People protest in front of the U.S. Capitol to urge Congress to save the Deferred Action for Childhood Arrivals (DACA) program on December 6, 2017, in Washington, D.C.
A bipartisan group of senators working on immigration legislation has reportedly reached a consensus.
The deal will be announced later Wednesday, senators involved in the so-called Common Sense Coalition told reporters after a closed-door meeting.
“It’s going to be ready today,” said Sen. Tim Kaine, D-Va., The Hill reported.
Sen. Lindsey Graham, R-S.C., said the deal would establish a pathway to citizenship for the nearly 2 million undocumented immigrants brought to the U.S. as children and protected under the Deferred Action for Childhood Arrivals program, or DACA, Bloomberg reported. Graham also said the deal will address border security.

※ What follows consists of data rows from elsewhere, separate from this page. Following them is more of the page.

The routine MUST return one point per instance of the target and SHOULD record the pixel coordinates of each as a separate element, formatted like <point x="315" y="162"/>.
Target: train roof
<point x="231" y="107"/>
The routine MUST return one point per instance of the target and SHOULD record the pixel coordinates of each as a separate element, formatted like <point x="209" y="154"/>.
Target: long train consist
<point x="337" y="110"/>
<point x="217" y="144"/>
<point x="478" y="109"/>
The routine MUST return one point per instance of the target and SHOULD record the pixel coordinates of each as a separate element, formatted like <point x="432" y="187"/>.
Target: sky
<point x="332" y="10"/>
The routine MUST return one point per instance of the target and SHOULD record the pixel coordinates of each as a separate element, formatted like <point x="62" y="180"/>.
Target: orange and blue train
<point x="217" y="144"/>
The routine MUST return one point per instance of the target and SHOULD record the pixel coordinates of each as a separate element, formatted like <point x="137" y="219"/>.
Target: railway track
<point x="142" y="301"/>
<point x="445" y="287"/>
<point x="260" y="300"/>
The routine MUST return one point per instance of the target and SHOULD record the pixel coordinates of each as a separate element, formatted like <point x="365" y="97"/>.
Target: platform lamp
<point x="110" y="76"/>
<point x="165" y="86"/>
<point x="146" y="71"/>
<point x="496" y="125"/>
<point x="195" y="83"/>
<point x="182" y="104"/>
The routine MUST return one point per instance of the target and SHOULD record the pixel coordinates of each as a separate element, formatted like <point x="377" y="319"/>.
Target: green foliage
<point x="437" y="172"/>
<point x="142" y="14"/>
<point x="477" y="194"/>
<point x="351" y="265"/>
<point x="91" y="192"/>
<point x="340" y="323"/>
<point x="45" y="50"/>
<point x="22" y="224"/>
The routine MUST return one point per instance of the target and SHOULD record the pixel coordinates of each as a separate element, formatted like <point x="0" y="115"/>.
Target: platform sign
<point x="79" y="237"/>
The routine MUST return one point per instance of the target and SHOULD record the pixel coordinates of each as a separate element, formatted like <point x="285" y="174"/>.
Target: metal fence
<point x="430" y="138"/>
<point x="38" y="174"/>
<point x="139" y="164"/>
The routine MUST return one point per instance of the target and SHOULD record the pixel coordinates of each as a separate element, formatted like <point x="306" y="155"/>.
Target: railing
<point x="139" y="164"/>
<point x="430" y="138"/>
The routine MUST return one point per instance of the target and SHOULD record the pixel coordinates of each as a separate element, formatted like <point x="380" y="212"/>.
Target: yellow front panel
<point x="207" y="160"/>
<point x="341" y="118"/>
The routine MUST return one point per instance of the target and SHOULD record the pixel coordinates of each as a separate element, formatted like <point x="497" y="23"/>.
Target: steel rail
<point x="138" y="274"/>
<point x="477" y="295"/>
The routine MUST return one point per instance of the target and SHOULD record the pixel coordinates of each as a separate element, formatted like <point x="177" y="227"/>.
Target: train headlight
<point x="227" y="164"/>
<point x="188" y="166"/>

Graham said the deal would not, however, deal with the so-called diversity visa lottery, which prioritizes immigration from countries that send fewer immigrants to the U.S., or family reunification, which immigration hardliners have dubbed “chain migration.”
Axios reported on Tuesday that President Donald Trump will veto an immigration bill that doesn’t include the reforms he wants. The report cited a senior administration official. Trump has pushed to end the family reunification and visa lottery systems.
Trump decided in September to end the Obama-era DACA but gave Congress until March to fix it.
The offices of Sens. Jeff Flake, Susan Collins, Graham and Kaine did not immediately respond to CNBC’s requests for comment.